# Sunflower Seed?



## Stoner (Apr 3, 2007)

Will the sunflower seed that are used for birdseed grow?


----------



## HYDROGUARDIAN16 (Feb 14, 2007)

maybe unless they are cooked and unsalted or roasted do the core.


----------



## Stoner (Apr 3, 2007)

I follow up on my question above. I contacted the company that supplies the Sunflower bird seed to Tractor Supply Company (Royal Wing). Below is the reply as to whether or not their Sunflower seed that is sold as birdseed will grow.

"Stoner

In most cases yes the seed will grow. Germination will be a bit inconsistent but should be adequate to grow a some plants. They may be a bit variable in plant height and appearance as the “hybrid” will segregate when re-grown from the commercial production that is put in the bag for birdfood such as you are intending to do. Bottom line is no problem they will grow but maybe not all of the seeds you plant and they may not be uniform in appearance. Chris Bohn"

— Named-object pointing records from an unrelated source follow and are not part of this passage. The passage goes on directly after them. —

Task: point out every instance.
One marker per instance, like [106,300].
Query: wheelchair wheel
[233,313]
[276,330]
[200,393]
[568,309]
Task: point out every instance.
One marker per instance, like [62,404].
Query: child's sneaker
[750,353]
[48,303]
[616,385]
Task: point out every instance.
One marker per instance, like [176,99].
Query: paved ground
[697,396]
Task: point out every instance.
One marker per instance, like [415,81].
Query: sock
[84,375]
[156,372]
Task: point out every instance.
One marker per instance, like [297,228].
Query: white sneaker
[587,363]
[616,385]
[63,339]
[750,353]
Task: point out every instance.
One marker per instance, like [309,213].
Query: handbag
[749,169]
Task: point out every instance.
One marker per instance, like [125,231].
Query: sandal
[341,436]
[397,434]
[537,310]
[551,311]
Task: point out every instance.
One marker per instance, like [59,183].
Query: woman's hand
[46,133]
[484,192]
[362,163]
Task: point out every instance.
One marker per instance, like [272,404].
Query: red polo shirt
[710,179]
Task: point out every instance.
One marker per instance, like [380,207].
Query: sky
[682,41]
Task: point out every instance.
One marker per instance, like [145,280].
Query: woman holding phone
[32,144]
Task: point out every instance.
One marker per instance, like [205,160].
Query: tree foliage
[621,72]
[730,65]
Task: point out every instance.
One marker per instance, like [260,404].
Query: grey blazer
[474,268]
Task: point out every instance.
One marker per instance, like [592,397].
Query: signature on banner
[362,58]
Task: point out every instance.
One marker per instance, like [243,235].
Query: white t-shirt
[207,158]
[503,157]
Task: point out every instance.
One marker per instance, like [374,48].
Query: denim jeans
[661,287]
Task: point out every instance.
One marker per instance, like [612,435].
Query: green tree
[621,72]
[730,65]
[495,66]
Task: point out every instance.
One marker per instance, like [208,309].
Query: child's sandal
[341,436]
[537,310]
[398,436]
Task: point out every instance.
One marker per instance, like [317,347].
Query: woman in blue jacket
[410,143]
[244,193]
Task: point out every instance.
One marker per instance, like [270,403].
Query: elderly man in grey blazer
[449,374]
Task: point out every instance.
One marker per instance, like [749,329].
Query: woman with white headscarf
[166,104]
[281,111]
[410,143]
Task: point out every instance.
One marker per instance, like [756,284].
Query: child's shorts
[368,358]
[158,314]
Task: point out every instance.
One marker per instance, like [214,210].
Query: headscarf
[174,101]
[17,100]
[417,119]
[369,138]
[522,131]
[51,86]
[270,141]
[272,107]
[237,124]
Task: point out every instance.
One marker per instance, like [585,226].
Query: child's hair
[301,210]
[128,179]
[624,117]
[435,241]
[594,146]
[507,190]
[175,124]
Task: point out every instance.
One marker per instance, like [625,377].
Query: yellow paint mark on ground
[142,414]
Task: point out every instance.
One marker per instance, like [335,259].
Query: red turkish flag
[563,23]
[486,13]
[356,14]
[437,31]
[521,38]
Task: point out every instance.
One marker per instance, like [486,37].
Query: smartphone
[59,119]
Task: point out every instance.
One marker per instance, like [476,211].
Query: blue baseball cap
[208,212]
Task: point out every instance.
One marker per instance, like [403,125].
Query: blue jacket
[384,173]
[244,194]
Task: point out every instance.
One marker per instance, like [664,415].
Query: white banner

I contacted Pennington with the same question and they said their Sunflower seed would not grow because it was sterilize by heating the seed when it is being used for birdseed.


----------



## johndeere (Sep 17, 2003)

Place 10 seeds in wet paper towels on top and bottom of seeds.Place in a warm place and keep the paper moist.If they swell and sprout you know they will grow.If only 1 seed grows thats 10% percent germination.If all seeds grow thats 100%.


----------



## luckycharms (Dec 4, 2003)

Anyone else have problem with birdseed from the feeders growing into weeds and plants from the seed that falls on the ground below? Had it in a nice location about the flower garden, had to move it do to growth of the seed. Hmm


----------